Filtered out 29 reads that had no paired mate.
Total read pairs: 516
No. reads discarded due to strand violation: 0
516 raw reads in event
So I am wondering if it is possible that you can show me which part should I to modify?
Firstly, My Bam file was sorted and indexed, the command "samtools view C0_3.sort.bam A01:16818-19507 " showed that there were a lot of reads.
Secondly,I modified the gff file, shown as:
A01 EVM gene 1913 2559 . - . ID=GH_A01G0001; A01 EVM mRNA 1913 2559 . - . ID=GH_A01G0001;Parent=GH_A01G0001; A01 EVM exon 2491 2559 . - . ID=exon:GH_A01G0001:1;Parent=GH_A01G0001; A01 EVM CDS 2491 2559 . - 0 ID=CDS:GH_A01G0001:1;Parent=GH_A01G0001; A01 EVM exon 2255 2365 . - . ID=exon:GH_A01G0001:2;Parent=GH_A01G0001; A01 EVM CDS 2255 2365 . - 0 ID=CDS:GH_A01G0001:2;Parent=GH_A01G0001; A01 EVM exon 1913 2134 . - . ID=exon:GH_A01G0001:3;Parent=GH_A01G0001; A01 EVM CDS 1913 2134 . - 0 ID=CDS:GH_A01G0001:3;Parent=GH_A01G0001;
The gff was indexed by code "index_gff --index tm-1.gff tm-1"
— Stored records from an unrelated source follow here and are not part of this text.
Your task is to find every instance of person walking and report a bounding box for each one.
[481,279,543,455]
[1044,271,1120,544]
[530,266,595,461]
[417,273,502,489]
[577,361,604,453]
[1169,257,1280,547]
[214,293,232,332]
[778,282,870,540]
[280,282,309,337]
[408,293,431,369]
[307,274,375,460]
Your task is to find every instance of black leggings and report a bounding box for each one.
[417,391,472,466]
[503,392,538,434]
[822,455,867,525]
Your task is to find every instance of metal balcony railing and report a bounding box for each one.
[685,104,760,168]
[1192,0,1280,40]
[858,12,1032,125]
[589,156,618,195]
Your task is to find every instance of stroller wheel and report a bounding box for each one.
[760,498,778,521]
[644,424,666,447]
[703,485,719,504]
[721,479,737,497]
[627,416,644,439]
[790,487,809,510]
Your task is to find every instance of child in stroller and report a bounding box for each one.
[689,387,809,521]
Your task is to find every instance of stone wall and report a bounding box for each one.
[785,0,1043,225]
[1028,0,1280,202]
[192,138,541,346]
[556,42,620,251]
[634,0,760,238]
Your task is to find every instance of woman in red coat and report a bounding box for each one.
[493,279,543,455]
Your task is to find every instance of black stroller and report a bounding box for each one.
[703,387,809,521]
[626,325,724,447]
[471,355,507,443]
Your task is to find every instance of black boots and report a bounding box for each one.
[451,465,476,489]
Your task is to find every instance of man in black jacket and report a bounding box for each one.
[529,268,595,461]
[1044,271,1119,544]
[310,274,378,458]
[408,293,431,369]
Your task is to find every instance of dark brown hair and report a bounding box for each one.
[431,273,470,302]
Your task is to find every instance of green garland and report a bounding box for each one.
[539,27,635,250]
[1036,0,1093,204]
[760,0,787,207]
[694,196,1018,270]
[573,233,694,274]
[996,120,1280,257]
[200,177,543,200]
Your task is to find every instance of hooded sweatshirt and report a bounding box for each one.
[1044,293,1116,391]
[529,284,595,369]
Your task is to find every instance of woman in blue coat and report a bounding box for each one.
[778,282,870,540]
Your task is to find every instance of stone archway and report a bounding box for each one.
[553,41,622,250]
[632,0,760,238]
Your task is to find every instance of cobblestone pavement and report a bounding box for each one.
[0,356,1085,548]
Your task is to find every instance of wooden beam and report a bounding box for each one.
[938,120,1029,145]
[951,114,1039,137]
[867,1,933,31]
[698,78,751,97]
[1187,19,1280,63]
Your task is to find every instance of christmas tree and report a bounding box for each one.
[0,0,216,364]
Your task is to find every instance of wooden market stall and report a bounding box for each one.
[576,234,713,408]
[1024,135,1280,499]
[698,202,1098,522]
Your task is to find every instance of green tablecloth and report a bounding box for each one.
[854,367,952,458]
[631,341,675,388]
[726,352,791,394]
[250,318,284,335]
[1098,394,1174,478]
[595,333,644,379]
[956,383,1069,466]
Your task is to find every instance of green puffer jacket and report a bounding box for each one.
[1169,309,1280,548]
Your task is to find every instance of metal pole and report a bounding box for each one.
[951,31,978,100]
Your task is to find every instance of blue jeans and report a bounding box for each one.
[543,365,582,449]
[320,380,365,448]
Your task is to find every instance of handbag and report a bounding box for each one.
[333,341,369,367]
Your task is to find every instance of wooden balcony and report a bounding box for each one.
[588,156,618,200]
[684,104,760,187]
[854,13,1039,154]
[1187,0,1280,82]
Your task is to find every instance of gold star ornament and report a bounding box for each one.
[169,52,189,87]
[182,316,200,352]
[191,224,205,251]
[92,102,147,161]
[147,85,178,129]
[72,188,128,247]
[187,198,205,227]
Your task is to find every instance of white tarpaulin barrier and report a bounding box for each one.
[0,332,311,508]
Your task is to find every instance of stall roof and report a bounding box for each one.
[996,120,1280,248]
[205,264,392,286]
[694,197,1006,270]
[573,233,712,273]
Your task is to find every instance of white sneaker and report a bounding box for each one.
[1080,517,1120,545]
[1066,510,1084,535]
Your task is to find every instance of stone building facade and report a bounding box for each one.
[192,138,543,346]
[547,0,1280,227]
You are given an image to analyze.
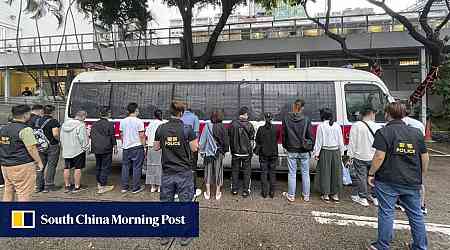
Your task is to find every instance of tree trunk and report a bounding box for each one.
[16,0,39,88]
[34,19,58,101]
[178,6,194,69]
[195,8,232,69]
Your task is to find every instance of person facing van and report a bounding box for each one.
[120,102,145,194]
[91,107,117,194]
[255,113,278,198]
[229,107,255,198]
[154,101,198,246]
[313,108,345,203]
[282,99,313,202]
[347,107,381,207]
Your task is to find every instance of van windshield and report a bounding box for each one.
[345,84,389,122]
[69,82,336,121]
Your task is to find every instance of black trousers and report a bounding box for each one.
[259,157,278,195]
[0,167,5,185]
[95,153,112,186]
[231,155,252,192]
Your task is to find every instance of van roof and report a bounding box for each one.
[74,67,384,85]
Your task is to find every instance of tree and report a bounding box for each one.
[367,0,450,103]
[163,0,245,69]
[77,0,152,66]
[259,0,382,76]
[8,0,64,98]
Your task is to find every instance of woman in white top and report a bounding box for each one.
[145,109,167,193]
[314,108,344,203]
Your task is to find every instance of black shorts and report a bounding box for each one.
[64,152,86,169]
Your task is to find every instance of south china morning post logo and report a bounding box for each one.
[11,210,36,229]
[0,202,199,237]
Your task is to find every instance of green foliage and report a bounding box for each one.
[8,0,64,27]
[433,64,450,118]
[76,0,152,30]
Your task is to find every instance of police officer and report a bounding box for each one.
[0,105,44,201]
[368,102,429,250]
[154,101,198,246]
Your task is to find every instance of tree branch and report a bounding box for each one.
[301,0,376,64]
[419,0,435,37]
[434,0,450,33]
[367,0,433,47]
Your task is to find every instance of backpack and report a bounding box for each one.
[33,119,51,153]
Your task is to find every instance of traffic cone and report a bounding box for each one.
[425,119,433,142]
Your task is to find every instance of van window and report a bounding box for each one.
[264,82,336,121]
[344,84,388,122]
[69,83,111,118]
[110,83,173,119]
[173,82,239,120]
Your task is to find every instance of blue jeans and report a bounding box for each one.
[121,146,145,191]
[288,152,310,198]
[374,181,428,250]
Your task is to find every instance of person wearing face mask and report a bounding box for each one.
[254,113,279,198]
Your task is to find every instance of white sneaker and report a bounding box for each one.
[350,195,361,203]
[369,195,379,207]
[358,198,369,207]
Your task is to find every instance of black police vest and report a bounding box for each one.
[376,122,422,188]
[0,122,34,167]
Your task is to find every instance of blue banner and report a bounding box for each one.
[0,202,199,237]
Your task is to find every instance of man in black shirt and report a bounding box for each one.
[154,101,198,246]
[91,107,117,194]
[39,105,61,193]
[229,107,255,198]
[368,102,429,249]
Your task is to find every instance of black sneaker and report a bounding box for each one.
[159,237,172,246]
[72,186,87,194]
[131,187,145,194]
[180,238,194,247]
[64,186,72,194]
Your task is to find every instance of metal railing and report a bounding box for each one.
[0,11,450,53]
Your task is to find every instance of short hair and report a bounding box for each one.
[239,107,249,115]
[384,102,406,120]
[31,104,44,110]
[292,98,305,111]
[11,104,31,118]
[127,102,138,114]
[210,111,223,123]
[75,110,87,118]
[153,109,163,120]
[98,106,110,117]
[44,105,56,115]
[170,101,186,116]
[320,108,334,126]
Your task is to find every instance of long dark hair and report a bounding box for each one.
[320,108,334,126]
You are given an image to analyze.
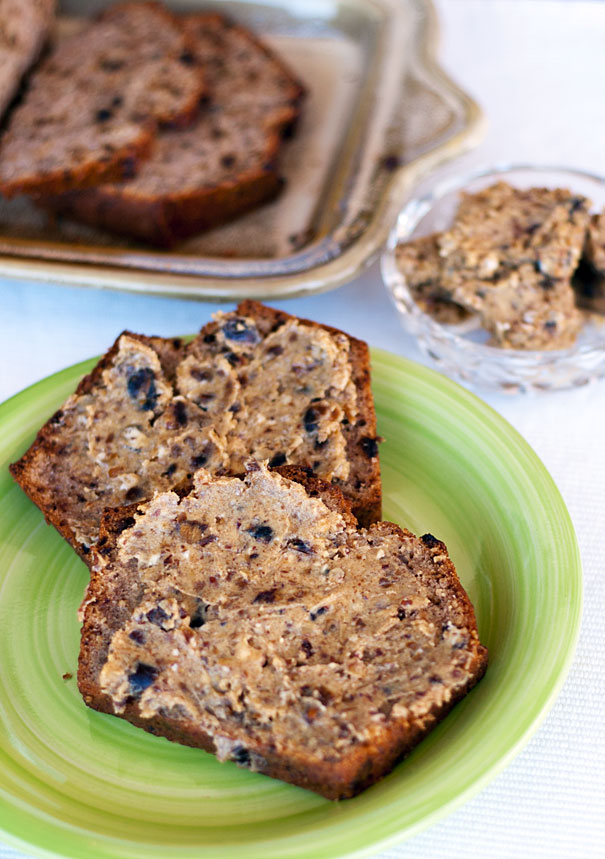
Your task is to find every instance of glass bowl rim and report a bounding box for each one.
[380,162,605,369]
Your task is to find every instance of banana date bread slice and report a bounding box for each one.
[0,0,56,120]
[42,13,304,246]
[78,461,487,799]
[11,301,381,559]
[0,0,204,197]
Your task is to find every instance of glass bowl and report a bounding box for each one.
[381,165,605,393]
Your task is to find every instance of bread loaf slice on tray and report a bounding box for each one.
[0,0,56,120]
[43,13,304,246]
[78,461,487,799]
[0,2,204,197]
[11,301,381,559]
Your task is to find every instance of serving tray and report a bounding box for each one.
[0,0,483,301]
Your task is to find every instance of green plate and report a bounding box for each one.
[0,351,582,859]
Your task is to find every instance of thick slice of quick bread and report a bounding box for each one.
[0,0,56,120]
[0,2,204,196]
[11,301,381,558]
[78,461,487,799]
[43,14,303,246]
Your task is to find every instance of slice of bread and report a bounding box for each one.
[11,301,381,559]
[0,0,56,120]
[0,0,204,197]
[42,13,303,246]
[78,461,487,799]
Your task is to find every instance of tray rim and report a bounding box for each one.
[0,0,486,302]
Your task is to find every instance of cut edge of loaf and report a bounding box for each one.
[9,299,382,565]
[0,0,206,198]
[8,331,182,564]
[36,12,306,248]
[78,466,488,800]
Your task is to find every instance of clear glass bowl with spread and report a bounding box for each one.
[381,165,605,392]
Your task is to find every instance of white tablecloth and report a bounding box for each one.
[0,0,605,859]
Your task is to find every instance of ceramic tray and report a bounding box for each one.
[0,0,482,301]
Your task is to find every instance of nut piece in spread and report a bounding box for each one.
[78,461,487,798]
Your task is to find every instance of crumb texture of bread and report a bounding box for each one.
[0,0,56,120]
[11,301,381,558]
[78,461,487,799]
[0,0,204,197]
[43,13,304,246]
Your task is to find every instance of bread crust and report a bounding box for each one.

And I ran: miso --run tm-1 C0_3.sort.bam --output-dir C0_3 --read-len 150 --paired-end 250 15 --settings-filename miso_settings.txt
Then many directions were generated, however there was no result in each chromosome direction
I checked the log in batch-logs, there were some read, shown as:
Only 5 reads in gene, skipping (needed >= 20 reads) Computing Psi for 1 genes...
So I am wondering if it is possible that you can show me which part should I to modify?